The current kinetic conflict has elements of past and future. It is powerful history. The sorting out of a new world order is a vast process. Part of it is a reflection of global interests. In Bahkmut, for example, a town has become a multiple of “messages.” Thousands of young people are being killed or maimed each week, mostly by artillery or drone strikes.
We are only observers in this carnage, which is, of course, a proxy struggle. It is, as best we can tell, a regional struggle in a place that has known border disputes- on this border- for more than 400 years. The collapse of the Soviet Union thirty years ago left Russia wounded but still enormously provisioned with weapons of mass destruction. The NATO Alliance that opposed the Soviet Union expanded dramatically eastward with little comment about the sensitivity of a defeated foe.

The invasion last year is, in part, a reaction to that and an attempt to restore a part of an old order. Supplies across the spectrum, edible to lethal. That aid is from a variety of national sources, so naturally administrative support is required from the people who produced it. That includes intelligence, of course, which brings the term “proxy” closer to “partner.”
We know. It all depends on nuance for deniability or something else will happen in the branches and sequels component of planning. That is why the strike on the Ukrainian command bunker at Lviv was of interest. We have a pal who produces a daily summary of activity in the fighting. He provides useful discernment of the content of the information stream about what and why things are happening. We are grateful he has to wade through it all, nuance alternating with blunt force trauma.

Here is one that brought the reality home. We accept some information as useful and possibly true. At least confirmable from a distance. The ongoing war on Ukraine’s reliable electricity has featured use of drones and rockets. In early March, the Russian VKS (Aerospace Forces) reportedly used something new. They attacked a deeply-buried Ukrainian command post near Lviv, close to the Polish border. Some reports claim the facility was actually a “shadow NATO communications center.” The weapons used was advertised as a supersonic Kinzhal missile.
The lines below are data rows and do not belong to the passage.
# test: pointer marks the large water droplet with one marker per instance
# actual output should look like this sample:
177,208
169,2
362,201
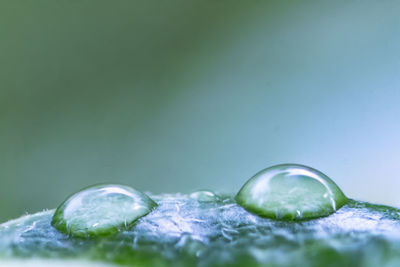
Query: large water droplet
291,192
101,210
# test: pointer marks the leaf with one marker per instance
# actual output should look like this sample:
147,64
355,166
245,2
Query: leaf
185,232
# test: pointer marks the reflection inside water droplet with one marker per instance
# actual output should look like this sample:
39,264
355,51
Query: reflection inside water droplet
101,210
291,192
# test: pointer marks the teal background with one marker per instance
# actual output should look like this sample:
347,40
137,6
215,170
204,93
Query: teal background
174,96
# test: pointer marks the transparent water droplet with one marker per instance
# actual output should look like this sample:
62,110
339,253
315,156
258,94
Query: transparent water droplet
204,196
290,192
101,210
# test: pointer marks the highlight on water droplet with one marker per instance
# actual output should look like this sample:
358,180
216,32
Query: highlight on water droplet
101,210
291,192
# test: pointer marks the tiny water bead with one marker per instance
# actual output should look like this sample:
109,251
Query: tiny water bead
101,210
204,196
291,192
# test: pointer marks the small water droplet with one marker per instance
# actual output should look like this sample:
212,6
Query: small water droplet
204,196
101,210
291,192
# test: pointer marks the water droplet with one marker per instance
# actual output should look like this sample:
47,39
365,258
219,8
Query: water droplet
204,196
101,210
291,192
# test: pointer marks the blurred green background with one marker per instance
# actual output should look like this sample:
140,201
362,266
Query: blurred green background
174,96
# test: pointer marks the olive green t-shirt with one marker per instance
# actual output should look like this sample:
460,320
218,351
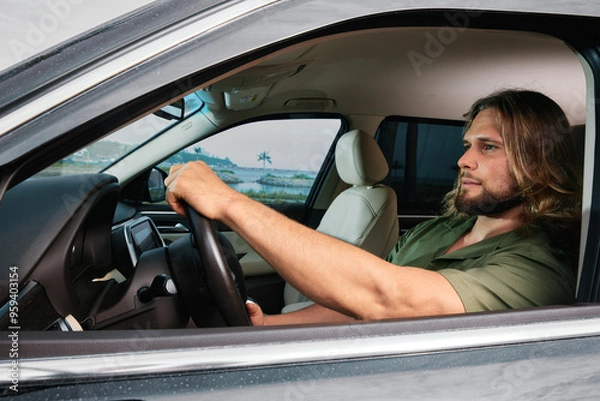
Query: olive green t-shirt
517,269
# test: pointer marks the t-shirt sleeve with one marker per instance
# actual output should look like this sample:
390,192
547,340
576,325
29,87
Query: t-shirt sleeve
526,278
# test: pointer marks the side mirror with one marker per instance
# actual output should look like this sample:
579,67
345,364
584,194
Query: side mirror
173,111
147,187
180,109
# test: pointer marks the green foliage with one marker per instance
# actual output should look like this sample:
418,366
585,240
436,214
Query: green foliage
275,197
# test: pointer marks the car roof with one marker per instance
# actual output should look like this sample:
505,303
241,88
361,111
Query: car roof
339,54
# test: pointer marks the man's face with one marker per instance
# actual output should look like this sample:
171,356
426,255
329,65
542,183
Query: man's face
486,185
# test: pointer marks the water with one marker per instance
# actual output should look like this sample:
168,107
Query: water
250,176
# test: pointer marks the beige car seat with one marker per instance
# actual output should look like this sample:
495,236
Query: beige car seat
365,214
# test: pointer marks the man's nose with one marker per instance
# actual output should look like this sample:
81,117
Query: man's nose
467,160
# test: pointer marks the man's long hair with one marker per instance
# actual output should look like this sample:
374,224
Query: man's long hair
541,158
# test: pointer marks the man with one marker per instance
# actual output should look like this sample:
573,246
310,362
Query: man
516,198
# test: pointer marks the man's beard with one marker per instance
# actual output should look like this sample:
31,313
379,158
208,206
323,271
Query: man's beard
488,204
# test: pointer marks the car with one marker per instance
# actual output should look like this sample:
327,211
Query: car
107,293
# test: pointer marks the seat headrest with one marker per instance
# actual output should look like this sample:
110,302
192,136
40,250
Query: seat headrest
359,160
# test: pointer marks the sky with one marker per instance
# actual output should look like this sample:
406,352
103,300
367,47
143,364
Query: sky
31,26
291,144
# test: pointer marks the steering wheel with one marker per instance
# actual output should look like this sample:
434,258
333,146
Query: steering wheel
221,270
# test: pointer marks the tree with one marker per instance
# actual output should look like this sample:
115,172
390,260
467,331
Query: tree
264,157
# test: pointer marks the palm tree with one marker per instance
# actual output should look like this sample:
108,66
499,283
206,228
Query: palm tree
264,157
198,151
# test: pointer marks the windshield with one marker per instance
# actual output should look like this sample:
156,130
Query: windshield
103,153
30,27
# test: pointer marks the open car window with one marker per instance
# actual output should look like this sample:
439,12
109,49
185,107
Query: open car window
272,161
103,153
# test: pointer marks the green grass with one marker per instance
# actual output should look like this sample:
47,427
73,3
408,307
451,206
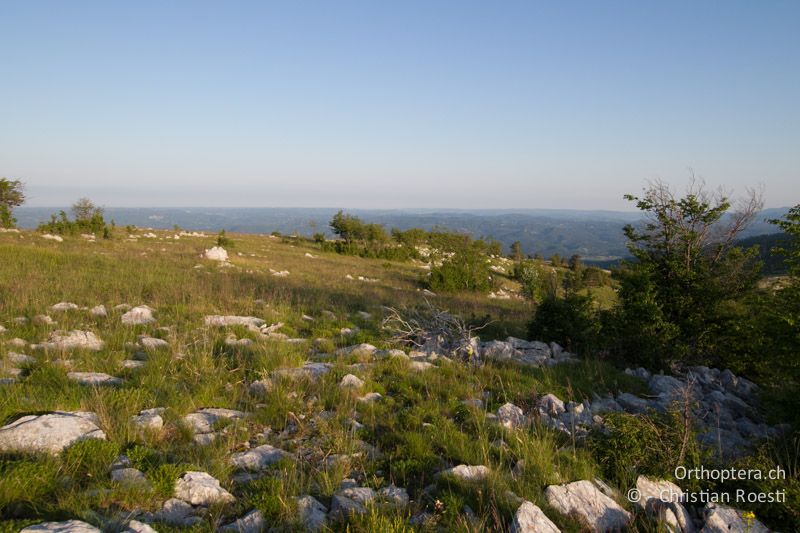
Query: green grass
420,426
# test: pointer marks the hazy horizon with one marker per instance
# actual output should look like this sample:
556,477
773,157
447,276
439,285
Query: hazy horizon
452,104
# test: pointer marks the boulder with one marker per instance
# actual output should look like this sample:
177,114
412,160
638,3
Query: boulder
232,320
252,522
585,500
70,526
217,253
138,315
49,433
530,519
200,488
351,382
94,379
662,499
722,519
510,416
468,472
258,458
73,340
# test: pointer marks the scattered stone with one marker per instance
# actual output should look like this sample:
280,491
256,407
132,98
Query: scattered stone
351,382
70,526
662,499
49,433
75,339
510,416
217,253
138,315
252,522
258,458
584,499
530,519
95,379
63,306
199,488
467,472
313,514
722,519
230,320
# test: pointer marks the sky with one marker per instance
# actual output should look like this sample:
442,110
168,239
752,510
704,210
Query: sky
380,104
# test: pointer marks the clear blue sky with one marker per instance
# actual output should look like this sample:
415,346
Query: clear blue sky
396,104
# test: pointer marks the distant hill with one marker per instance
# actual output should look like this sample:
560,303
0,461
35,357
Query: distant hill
595,235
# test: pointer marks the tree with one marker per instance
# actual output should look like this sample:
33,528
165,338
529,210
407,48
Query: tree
84,210
11,195
686,260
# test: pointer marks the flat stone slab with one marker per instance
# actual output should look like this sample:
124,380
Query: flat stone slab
49,433
95,379
70,526
73,340
200,488
138,315
529,518
258,458
232,320
585,500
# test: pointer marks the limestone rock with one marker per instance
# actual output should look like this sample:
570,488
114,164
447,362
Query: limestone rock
94,379
722,519
467,472
584,499
252,522
217,253
49,433
530,519
200,488
73,340
258,458
70,526
138,315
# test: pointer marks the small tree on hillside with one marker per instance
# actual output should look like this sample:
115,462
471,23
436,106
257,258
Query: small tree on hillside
11,196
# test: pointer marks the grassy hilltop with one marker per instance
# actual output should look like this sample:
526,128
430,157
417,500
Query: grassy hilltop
426,420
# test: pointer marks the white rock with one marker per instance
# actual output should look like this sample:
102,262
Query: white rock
467,472
252,522
530,519
722,519
510,416
49,433
64,306
75,339
200,488
351,382
217,253
258,458
70,526
585,500
95,379
138,315
229,320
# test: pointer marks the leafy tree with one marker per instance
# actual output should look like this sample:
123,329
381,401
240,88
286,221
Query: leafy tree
11,195
687,272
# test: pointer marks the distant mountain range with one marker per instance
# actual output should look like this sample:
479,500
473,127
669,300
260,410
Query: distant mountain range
595,235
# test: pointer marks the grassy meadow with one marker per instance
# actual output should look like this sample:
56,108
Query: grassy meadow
421,426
(Image courtesy TheAviationist.com)

Mr. Putin rolled out the Kh-47M2 Kinzhal missile in 2018. He stated it was a precision hypersonic aero-ballistic missile. Flight regime could be Mach-10 capable with the capability to carry conventional and nuclear payloads. This strike demonstrated a dramatic change in the myriad of things flying above Ukraine. The aspect that naturally caught our attention was the “deeply buried” capability. Those are the places where some of us worked. The ones left over from the old cold conflict in which defense meant building “hard targets.” The one at Lviv would have qualified. It was 128 Meters deep in the soil.
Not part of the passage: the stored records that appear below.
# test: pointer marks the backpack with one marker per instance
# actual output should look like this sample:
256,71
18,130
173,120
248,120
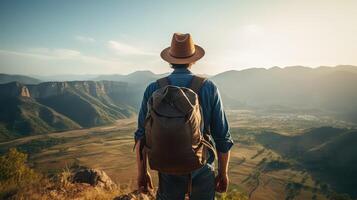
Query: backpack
173,139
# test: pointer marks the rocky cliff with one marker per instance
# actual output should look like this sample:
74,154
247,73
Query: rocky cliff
54,106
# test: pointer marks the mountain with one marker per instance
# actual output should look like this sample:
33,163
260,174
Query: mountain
7,78
66,77
21,115
330,89
136,78
55,106
330,154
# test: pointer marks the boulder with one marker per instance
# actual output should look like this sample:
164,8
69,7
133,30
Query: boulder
94,177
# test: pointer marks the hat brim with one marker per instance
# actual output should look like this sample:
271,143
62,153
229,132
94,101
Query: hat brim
199,53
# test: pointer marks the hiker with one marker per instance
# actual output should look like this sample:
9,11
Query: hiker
180,115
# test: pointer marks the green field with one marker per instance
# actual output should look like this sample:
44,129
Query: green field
257,171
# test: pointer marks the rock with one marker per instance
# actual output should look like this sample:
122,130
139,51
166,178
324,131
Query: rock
94,177
135,195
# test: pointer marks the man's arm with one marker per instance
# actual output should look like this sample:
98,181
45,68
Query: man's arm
143,176
144,180
220,133
222,179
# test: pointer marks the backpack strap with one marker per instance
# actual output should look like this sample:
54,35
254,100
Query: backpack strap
163,82
197,83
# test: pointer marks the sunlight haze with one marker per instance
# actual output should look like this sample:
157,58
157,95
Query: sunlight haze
120,37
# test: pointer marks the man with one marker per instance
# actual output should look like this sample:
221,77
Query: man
182,54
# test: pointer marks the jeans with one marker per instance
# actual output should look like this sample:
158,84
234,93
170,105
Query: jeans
174,187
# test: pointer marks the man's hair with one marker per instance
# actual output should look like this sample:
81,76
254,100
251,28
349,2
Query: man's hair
176,66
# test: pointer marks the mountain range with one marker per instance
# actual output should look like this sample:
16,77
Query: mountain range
104,98
57,106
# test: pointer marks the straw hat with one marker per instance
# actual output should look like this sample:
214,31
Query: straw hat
182,50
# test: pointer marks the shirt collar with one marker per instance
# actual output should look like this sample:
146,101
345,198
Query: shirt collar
181,71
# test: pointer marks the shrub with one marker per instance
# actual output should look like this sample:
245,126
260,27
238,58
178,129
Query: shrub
14,173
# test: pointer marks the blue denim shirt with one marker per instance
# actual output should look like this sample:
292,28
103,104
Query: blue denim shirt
212,108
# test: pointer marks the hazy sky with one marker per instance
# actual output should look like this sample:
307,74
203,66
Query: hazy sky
102,37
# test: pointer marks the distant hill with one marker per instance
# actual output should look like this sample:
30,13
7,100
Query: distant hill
7,78
330,89
137,78
330,154
54,106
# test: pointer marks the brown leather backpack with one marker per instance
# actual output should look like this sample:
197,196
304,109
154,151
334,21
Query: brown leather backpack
173,139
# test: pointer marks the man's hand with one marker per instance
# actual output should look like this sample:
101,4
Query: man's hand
221,183
145,182
222,180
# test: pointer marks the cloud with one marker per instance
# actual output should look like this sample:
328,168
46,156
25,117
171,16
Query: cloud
85,39
59,54
125,49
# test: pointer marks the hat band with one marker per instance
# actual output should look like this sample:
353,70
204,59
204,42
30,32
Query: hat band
193,53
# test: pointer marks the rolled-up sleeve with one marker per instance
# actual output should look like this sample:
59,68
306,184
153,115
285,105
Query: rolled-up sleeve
140,132
219,125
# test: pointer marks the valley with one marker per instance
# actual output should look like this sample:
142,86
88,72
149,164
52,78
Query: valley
257,171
That was the part that provoked discussion. Press reporting claims hundreds were killed in the facility. It did not say what uniforms they were wearing. We assume it would have been a crowd similar to the NATO ones we worked with. Including people exactly like us. This happened around the same time as the Russian strike on our drone in the Black Sea and may be part of some larger narrative goal. Now that Opening Day festivities have passed, we might find out we are already opening up something else.